Брюзжание на молодежь, на "нынешних", выставление напоказ старых заслуг -- первый и верный признак старости. И все это есть в "Послании к пролетарским поэтам", "Четырехэтажной халтуре". Уже недавний застрельщик новаторства (хотя бы и самозванный) -- Маяковский плачет и причитает, -- над чем бы вы думали? Над профанацией литературы! О чем скорбит? О забытых заветах! Что видит вокруг себя? Упадок. Этому трудно поверить, но вот прямые слова Маяковского:
С молотка литература пущена.
Где вы, сеятели правды или звезд сеятели?
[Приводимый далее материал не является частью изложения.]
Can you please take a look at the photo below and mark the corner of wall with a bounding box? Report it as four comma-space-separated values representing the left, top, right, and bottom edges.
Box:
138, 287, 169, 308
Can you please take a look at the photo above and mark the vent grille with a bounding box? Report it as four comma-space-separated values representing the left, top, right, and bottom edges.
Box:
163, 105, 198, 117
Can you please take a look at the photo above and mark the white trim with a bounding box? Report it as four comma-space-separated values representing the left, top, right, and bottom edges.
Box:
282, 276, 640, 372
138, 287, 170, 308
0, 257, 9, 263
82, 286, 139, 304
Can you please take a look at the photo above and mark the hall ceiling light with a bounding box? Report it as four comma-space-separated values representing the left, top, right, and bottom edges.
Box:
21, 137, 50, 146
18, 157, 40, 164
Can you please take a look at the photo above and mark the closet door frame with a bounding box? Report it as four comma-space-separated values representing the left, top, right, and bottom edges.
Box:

Лишь в четыре этажа халтурщина...
Ныне стала зелень веток в редкость,
Гол
Литературы ствол.
Это ли не типичное брюзжание старика на молодых? От общих рассуждений о "нынешней" литературе Маяковский пытается перейти в наступление. Одного за другим то высмеивает, то объявляет он бездарностями поэтов более молодых, тех, в ком видит возможных наследников уже уплывающей от него славы. Достается по очереди Казину, Радимову, Безыменскому, Уткину, Доронину -- всем, кого справедливо ли, нет ли, но выдвигала в последние годы критика и молва. И наконец -- последний, решительный признак старости: желание казаться молодым, не отставать от молодежи.
"Я кажусь вам академиком с большим задом?" -- спрашивает Маяковский -- и тут же миролюбиво-заискивающе предлагает: "Оставим распределение орденов и наградных, бросим, товарищи, наклеивать ярлычки".
Бедный Маяковский! Он то сердится, то заискивает, то лягается, то помахивает хвостом -- и все одинаково неуклюже.
Еще более неуклюже выходит у него поучение к молодежи, напечатанное здесь же, под заглавием: "Как делать стихи?" Это -- первое, сколько я помню, "теоретическое" выступление Маяковского. К сожалению, недостаток места не позволяет мне остановиться подробно на этом беспорядочном, бессистемном перечне поэтических "правил". Грубость и глупость формальных суждений Маяковского превосходит всякие ожидания: это все, что я могу сказать, не утомляя неподготовленного читателя анализом, который к тому же занял бы слишком много места. Читая "поэтику" Маяковского, удивляешься, каким образом, при столь жалких понятиях о поэтическом мастерстве, удавалось ему писать хотя бы даже такие стихи, как он писал? Очевидно, как это часто бывает, "муза" Маяковского, его внутренний инстинкт -- все-таки бесконечно выше и тоньше его жалкого ума. Нет ничего более убогого в литературе о поэзии, нежели эти рассуждения Маяковского -- эта смесь невежества, наивности, хвастовства и, конечно, грубости.
* * *
Однажды, не так давно, Марина Цветаева обратилась к Маяковскому со стихами:
Превыше церквей и труб,
Рожденный в огне и дыме,
Архангел-тяжелоступ,
Здорово в веках, Владимир!
Кажется, это был один из последних поэтических приветов, посланных Маяковскому. Впрочем, "тяжелоступ" остался верен себе и ответил на него бранью.